An experimental investigation of innovative bridge columns with engineered cementitious composites and Cu–Al–Mn super-elastic alloys

Abstract

Recent strong earthquakes have shown that reinforced concrete (RC) bridge columns constructed using conventional materials and techniques suffer from major damage and permanent deformations. The yielding of the longitudinal reinforcement as the main source of energy absorption, and cracking and spalling of concrete results in a dysfunctional bridge structure that does not support the post-disaster recovery efforts. This paper investigates the use of engineered cementitious composites (ECCs) and Cu–Al–Mn super-elastic alloys (SEAs) to improve the performance of bridge columns under seismic loads. A new column design is proposed, which is composed of a pre-fabricated ECC tube that encompasses the longitudinal and transverse steel reinforcement (rebar). The rebar in the plastic hinge region of the cantilever columns was totally or partially replaced with Cu–Al–Mn SEA bars. The tube was filled with conventional concrete after it was placed inside the rebar cage of the foundation. ECC exhibits superior tensile ductility, bonding with steel, energy absorption and shear resistance, in addition to lower permeability and reduced crack widths compared to conventional concrete. Cu–Al–Mn SEA bars are capable of recovering large inelastic deformations exceeding 12% strain.
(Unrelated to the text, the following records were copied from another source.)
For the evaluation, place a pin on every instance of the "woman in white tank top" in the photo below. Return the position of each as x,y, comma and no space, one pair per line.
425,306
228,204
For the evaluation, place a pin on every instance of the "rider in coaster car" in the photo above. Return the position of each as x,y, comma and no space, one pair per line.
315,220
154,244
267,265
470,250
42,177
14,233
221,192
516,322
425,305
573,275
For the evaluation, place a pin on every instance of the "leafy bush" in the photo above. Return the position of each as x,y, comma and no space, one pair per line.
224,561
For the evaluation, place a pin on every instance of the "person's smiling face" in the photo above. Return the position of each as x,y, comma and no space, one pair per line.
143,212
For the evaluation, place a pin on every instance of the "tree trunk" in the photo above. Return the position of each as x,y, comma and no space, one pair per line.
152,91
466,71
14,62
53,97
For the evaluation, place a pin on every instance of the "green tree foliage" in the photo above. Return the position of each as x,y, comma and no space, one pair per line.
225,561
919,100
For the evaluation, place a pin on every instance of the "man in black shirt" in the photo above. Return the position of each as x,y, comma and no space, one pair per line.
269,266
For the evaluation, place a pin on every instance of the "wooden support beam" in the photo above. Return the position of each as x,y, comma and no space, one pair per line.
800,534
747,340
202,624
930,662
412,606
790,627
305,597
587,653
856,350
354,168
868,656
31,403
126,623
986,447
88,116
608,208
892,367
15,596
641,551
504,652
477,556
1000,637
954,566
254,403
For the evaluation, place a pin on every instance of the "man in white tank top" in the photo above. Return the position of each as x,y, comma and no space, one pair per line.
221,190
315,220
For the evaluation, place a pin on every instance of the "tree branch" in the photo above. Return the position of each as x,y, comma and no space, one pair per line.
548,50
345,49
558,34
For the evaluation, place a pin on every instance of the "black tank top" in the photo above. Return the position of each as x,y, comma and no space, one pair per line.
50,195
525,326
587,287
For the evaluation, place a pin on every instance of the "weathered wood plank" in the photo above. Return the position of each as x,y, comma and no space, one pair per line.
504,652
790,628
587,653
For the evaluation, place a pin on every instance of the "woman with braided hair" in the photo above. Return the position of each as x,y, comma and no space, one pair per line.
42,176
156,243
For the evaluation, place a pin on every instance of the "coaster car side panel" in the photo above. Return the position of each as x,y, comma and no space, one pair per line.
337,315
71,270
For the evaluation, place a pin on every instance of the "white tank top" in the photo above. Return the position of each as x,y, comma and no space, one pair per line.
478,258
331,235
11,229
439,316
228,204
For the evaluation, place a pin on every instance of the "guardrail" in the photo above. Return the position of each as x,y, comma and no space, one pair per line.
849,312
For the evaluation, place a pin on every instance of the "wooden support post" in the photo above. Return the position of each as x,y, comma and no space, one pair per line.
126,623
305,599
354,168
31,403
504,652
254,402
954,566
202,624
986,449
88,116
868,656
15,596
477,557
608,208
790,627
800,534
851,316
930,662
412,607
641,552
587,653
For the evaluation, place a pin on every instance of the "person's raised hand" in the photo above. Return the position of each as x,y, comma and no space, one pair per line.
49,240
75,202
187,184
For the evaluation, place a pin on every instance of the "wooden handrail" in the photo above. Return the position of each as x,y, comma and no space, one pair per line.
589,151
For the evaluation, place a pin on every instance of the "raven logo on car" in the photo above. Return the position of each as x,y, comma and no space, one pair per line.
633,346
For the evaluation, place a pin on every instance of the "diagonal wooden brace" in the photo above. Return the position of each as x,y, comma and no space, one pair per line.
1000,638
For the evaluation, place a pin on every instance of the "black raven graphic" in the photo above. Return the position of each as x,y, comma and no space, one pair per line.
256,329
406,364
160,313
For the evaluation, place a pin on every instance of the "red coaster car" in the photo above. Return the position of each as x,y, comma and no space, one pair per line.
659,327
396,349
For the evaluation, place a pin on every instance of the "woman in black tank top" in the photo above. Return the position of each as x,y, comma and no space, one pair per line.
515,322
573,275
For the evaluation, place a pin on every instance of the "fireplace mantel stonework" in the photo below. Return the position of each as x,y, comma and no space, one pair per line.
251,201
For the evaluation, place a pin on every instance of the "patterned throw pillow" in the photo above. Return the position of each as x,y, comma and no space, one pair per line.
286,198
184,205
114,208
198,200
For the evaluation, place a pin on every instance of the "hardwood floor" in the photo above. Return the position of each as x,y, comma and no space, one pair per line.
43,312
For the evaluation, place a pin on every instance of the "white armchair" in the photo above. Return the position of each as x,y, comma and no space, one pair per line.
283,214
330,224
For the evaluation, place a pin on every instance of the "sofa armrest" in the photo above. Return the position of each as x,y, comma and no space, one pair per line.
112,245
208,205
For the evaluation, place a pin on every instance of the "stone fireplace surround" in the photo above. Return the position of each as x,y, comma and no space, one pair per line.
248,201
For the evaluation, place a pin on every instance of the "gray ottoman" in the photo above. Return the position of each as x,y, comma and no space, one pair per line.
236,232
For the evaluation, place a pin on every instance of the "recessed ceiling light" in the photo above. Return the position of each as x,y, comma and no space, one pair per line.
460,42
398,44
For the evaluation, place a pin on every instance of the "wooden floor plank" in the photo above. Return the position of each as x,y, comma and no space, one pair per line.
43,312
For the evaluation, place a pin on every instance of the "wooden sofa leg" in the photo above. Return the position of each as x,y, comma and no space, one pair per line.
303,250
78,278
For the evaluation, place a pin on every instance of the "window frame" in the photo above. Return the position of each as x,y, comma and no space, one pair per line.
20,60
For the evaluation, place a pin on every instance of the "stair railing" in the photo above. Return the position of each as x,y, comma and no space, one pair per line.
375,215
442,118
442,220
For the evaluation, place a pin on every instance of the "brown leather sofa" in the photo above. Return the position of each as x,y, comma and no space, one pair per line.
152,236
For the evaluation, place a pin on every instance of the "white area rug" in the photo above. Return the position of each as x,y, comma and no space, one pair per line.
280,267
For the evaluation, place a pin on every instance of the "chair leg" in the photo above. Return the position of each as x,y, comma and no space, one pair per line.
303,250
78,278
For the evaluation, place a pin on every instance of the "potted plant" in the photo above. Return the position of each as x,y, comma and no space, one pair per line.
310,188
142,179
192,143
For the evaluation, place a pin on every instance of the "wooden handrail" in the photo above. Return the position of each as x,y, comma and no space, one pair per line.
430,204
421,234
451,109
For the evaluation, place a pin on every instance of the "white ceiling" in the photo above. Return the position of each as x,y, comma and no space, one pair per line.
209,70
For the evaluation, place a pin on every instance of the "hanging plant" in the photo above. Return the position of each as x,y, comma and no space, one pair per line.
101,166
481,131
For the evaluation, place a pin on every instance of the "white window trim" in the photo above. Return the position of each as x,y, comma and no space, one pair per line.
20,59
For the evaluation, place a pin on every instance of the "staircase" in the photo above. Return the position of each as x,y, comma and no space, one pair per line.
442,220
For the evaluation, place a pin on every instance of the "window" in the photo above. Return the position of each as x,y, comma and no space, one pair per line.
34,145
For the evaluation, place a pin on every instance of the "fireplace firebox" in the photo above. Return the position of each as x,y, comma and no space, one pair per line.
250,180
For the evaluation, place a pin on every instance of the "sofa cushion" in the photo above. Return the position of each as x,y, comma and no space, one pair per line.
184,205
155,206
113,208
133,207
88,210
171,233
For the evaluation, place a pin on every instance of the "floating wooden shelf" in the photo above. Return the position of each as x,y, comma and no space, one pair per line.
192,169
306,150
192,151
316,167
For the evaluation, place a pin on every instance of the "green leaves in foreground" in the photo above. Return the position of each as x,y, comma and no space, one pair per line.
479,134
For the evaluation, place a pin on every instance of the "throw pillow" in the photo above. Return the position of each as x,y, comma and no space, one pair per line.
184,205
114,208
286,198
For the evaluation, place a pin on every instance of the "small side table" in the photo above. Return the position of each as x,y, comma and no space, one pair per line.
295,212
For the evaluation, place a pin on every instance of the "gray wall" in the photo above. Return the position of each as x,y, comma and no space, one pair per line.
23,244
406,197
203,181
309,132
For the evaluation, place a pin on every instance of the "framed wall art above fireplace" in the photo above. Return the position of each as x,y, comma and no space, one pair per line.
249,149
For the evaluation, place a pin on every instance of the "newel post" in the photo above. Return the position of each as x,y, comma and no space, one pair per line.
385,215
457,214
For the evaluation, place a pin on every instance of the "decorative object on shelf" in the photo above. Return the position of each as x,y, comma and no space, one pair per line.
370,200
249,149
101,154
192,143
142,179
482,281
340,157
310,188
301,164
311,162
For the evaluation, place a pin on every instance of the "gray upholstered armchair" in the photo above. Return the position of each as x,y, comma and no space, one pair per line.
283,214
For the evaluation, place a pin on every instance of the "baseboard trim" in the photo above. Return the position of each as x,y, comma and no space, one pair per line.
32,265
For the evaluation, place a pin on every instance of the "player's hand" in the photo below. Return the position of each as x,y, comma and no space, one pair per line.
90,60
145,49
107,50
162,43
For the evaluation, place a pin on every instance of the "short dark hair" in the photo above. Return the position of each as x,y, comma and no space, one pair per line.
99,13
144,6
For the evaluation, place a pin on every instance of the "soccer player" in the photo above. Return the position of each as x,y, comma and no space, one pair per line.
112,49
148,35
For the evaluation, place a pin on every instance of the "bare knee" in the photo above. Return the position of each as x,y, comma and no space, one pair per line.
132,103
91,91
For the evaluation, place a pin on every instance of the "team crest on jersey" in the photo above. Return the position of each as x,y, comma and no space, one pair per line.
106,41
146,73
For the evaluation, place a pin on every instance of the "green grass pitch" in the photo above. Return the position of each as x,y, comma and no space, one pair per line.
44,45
The proposed approach capitalizes on the deformability of ECC with reduced damage, and the energy absorption capacity of Cu–Al–Mn SEA bars without permanent deformation. A total of six column specimens were constructed and tested under simulated seismic loading. The number of rebars replaced with Cu–Al–Mn SEA bars, ECC mixture design, and the ratio of the concrete core area to total column cross-sectional area were the variables investigated in the test program. A comparison of the results indicated that the proposed concept with no Cu–Al–Mn SEA bars provides higher lateral strength, similar energy absorption and reduced damage compared to conventional RC columns; however, similar to a conventional column, it results in excessive permanent deformations. Using Cu–Al–Mn SEA bars in the proposed concept led to a lower lateral strength and energy absorption while the permanent deformations were reduced significantly (over 90%).